Moreover, not all indirect thermal desorption units have technology in place to treat by-product such as potentially toxic non-condensable gases.

This limitation has led to oil recovery projects being shut down due to violation of air pollution standards at the treatment site.

As described in the previous section, Zoom Petro ITDU avoids this issue by eliminating all volatile organic compounds and thoroughly cleaning exhaust gases before discharge.

The reason this process works so well is that adhering to air quality standards was an integral part of the initial design, instead of being bolted on later.

What About Other Remediation Technologies?

Zoom Petro ITDU uses an indirect thermal desorption unit at its core.

This is because indirect thermal desorption provides several distinct benefits over other oil waste remediation technologies, such as:

Soil Washing

What Is Soil Washing?

In soil washing, oil-contaminated soil is mixed with water and heated, before going through a system of 2-phase (decanter) or 3-phase (tricanter) centrifuges.

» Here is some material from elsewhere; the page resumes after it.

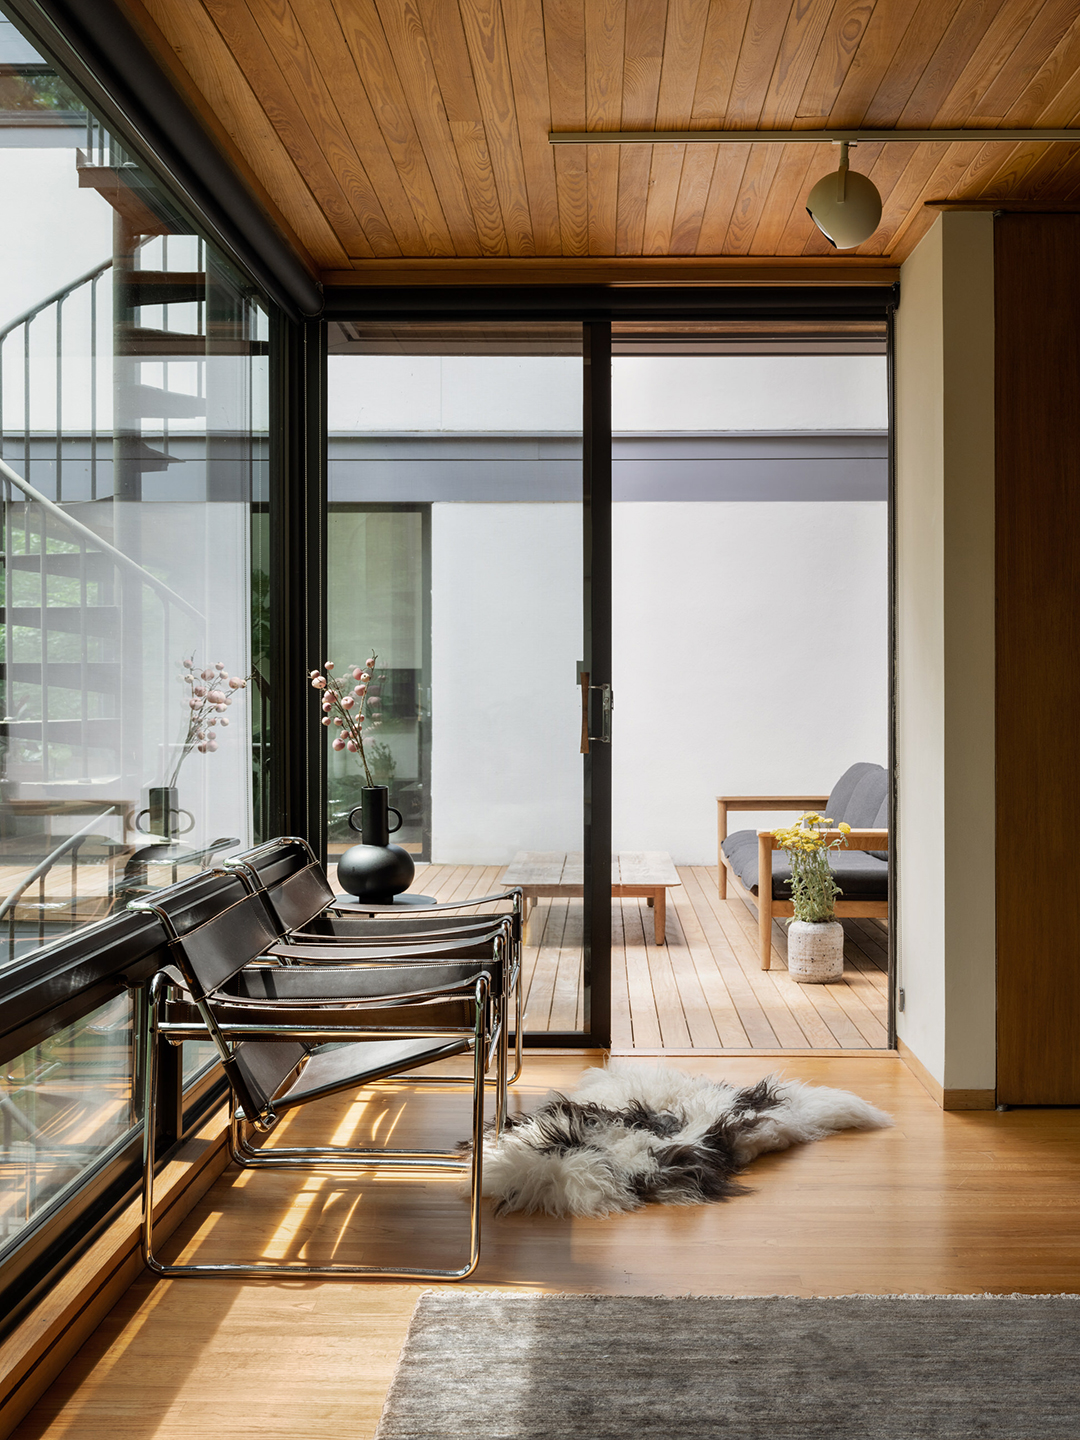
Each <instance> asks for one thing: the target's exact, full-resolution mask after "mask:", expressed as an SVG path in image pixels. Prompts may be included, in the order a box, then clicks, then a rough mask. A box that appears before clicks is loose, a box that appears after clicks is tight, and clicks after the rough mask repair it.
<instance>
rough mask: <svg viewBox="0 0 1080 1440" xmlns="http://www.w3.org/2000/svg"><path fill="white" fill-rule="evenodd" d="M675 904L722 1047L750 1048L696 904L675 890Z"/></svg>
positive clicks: (688, 950)
mask: <svg viewBox="0 0 1080 1440" xmlns="http://www.w3.org/2000/svg"><path fill="white" fill-rule="evenodd" d="M672 900H674V906H672V909H674V913H675V917H677V920H678V924H680V929H681V932H683V937H684V940H685V945H687V950H688V953H690V958H691V960H693V965H694V969H696V971H697V979H698V984H700V986H701V994H703V995H704V998H706V1002H707V1005H708V1012H710V1015H711V1017H713V1024H714V1025H716V1031H717V1038H719V1041H720V1044H721V1045H724V1047H736V1048H742V1047H743V1045H746V1047H749V1044H750V1041H749V1038H747V1034H746V1030H744V1028H743V1022H742V1020H740V1018H739V1011H737V1008H736V1004H734V1001H733V999H732V995H730V992H729V989H727V985H726V984H724V976H723V972H721V971H720V966H719V965H717V962H716V956H714V955H713V952H711V949H710V948H708V942H707V940H706V937H704V933H703V930H701V924H700V922H698V919H697V914H696V913H694V907H693V904H691V903H690V900H688V899H687V894H685V890H683V888H681V890H674V891H672ZM670 916H671V912H668V917H670Z"/></svg>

Depending on the type of oil waste, the addition of rigidly controlled chemical additives is needed to enhance the treatment effect.

Limitations:

  • Reliance on (proprietary) washing agents to meet the required separation parameters.
  • Reliance on an uninterrupted supply of water.
  • Variable soil conditions, e.g., silt or clay, can lead to inconsistent results.
  • Unable to recover high-viscosity hydrocarbons

Direct Thermal Desorption

What Is Direct Thermal Desorption?

Direct thermal desorption is a destructive remediation technology that uses a form of incineration to degrade contaminants like hydrocarbons via pyrolysis and oxidation.

Limitations:

  • No oil is recovered.
  • Combustion produces large amounts of polluting exhaust gas.

Bioremediation

What Is Bioremediation?

Bioremediation describes a process that uses microorganisms to degrade or remove hydrocarbons (like oil) and other organic contamination from soil.

Limitations:

  • No oil is recovered
  • Long treatment time.
  • Often unpredictable: The treatment result heavily depends on the soil and weather conditions.
  • Not feasible in dry or cold climates.
  • High PHC levels above 5% inhibit microbial growth.